Junho de 1908. Os restos mortais de Émile Zola são levados ao Panthéon. Um fanático nacionalista e anti-semita, Gregori, dispara contra o comandante Alfred Dreyfus e o fere no braço. As brasas do caso Dreyfus não estão extintas, os velhos rancores permanecem vivos. Em 29 de setembro de 1902, a morte de Zola, por asfixia em seu apartamento da rue de Bruxelles, fora talvez a conseqüência de um atentado. Três teses se contrapuseram a esse respeito: a da investigação oficial, que concluiu por um acidente, a de uma investigação particular feita em 1952, que apoiou em testemunhos indiretos a hipótese de um ato criminoso, e uma outra, recente, do comissário Marcel Leclère, que se inclinou pela hipótese de uma morte involuntária, resultante de erro. Em 30 de setembro de 1902, La Libre Parole, jornal do líder anti-semita Drumont, dizia na manchete de primeira página que Zola havia sido asfixiado. Alguns choraram, outros aplaudiram. Zola era então, e desde muito tempo, objeto de admirações incondicionais e de ódios irreconciliáveis; literários, morais, políticos. Ele jamais detestou isso.

Émile Zola nasceu em 10 de abril de 1840, no coração de Paris, filho de um engenheiro de origem veneziana, Francesco Zola, e de Emilie Aubert, natural da região da Beauce, 24 anos mais jovem que o marido. François Zola construiu em Aix-en-Provence a barragem e o canal Zola. Morreu em 1847 das seqüelas de um resfriado. Seu filho, órfão aos sete anos, viveu em Aix até perto dos 17, enfrentando dificuldades cada vez maiores, pois a família foi enganada pelos homens que se apoderaram da empresa do canal Zola. É assim que se formam os revoltados. No colégio Bourbon de Aix-en-Provence, ele teve como companheiro mais próximo Paul Cézanne, filho de um banqueiro, que sonhava em pintar com o mesmo ardor com que ele sonhava em escrever. Encontro extraordinário de dois garotos que lançariam por terra todas as convenções da arte. Quando Zola "subiu" para Paris, em fevereiro de 1858, foi um rude golpe em uma amizade que ainda se prolongaria por quase 30 anos.

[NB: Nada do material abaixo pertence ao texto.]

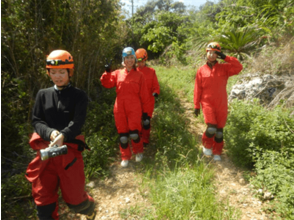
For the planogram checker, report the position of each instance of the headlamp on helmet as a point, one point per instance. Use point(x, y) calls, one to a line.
point(128, 51)
point(141, 55)
point(213, 46)
point(60, 59)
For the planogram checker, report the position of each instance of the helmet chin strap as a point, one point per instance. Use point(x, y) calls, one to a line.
point(62, 87)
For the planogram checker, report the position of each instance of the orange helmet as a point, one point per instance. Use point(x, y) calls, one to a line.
point(213, 46)
point(141, 54)
point(60, 59)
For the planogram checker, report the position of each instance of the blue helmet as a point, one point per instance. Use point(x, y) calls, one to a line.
point(128, 51)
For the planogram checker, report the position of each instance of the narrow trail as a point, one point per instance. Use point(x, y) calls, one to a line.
point(119, 197)
point(229, 182)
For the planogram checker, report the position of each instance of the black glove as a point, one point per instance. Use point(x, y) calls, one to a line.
point(220, 55)
point(145, 116)
point(108, 66)
point(197, 112)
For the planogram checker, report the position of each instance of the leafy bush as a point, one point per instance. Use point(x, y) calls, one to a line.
point(275, 174)
point(251, 130)
point(101, 136)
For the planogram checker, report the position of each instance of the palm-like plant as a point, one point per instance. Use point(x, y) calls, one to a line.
point(241, 43)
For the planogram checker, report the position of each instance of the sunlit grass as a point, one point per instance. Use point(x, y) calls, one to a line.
point(178, 181)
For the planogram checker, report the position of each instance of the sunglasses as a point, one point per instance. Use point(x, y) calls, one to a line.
point(57, 62)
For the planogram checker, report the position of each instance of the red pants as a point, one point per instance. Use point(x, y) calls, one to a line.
point(71, 182)
point(146, 135)
point(127, 115)
point(210, 143)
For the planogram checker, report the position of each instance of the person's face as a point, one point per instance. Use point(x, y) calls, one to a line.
point(211, 55)
point(59, 77)
point(141, 63)
point(129, 61)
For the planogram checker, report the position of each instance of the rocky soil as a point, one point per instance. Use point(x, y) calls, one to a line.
point(117, 195)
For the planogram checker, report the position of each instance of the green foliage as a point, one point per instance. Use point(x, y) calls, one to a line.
point(179, 183)
point(16, 199)
point(251, 131)
point(101, 136)
point(241, 43)
point(275, 175)
point(187, 193)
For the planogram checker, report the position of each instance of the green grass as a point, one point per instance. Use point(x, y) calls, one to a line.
point(178, 181)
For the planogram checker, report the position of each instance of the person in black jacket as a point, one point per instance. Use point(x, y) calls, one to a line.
point(58, 116)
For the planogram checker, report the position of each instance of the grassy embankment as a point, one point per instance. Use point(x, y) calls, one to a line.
point(179, 182)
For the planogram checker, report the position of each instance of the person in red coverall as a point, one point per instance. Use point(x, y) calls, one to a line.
point(210, 91)
point(58, 116)
point(153, 90)
point(132, 99)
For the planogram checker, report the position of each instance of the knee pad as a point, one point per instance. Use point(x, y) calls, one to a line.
point(210, 131)
point(85, 208)
point(45, 212)
point(134, 135)
point(146, 124)
point(219, 135)
point(123, 139)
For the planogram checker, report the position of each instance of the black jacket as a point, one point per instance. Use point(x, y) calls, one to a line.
point(63, 110)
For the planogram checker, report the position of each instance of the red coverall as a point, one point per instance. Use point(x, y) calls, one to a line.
point(67, 171)
point(210, 91)
point(131, 100)
point(152, 87)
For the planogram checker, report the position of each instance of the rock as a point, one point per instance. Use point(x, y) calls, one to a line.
point(269, 89)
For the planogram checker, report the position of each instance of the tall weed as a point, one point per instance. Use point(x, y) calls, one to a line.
point(179, 182)
point(251, 130)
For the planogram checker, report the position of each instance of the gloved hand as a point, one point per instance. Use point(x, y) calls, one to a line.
point(145, 116)
point(108, 66)
point(58, 140)
point(221, 55)
point(197, 112)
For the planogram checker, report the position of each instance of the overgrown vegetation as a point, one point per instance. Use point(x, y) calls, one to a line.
point(258, 32)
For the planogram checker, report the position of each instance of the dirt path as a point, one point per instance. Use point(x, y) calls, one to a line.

Aluno do liceu Saint-Louis, ele fracassou no exame de conclusão do ensino médio em 1859. Estava mais interessado no espetáculo da cidade, revirada e reconstruída pelos pedreiros de Haussmann, do que nas aulas. Ele não insistiu. Seguiram-se três anos de vida boêmia nos alojamentos a preço módico da colina Sainte-Geneviève. Zola perambulava, vagava pelos ateliês de pintura na companhia de Cézanne, leu todos os clássicos e todos os românticos e compôs milhares de versos, pois se imaginava poeta. No decorrer do inverno de 1860-1861, teve um relacionamento com uma mulher tão pobre quanto ele. Chamava-se Berthe, é tudo que se sabe a seu respeito. Ela passava de amante em amante, levando ao desespero seu poeta famélico. Eles se separaram. Talvez ela tenha libertado o verdadeiro gênio de Zola, que voltou as costas à elegia romântica e se inscreveu na rude escola do real. Seu primeiro romance, La confession de Claude, em 1865, fez a transposição de sua aventura.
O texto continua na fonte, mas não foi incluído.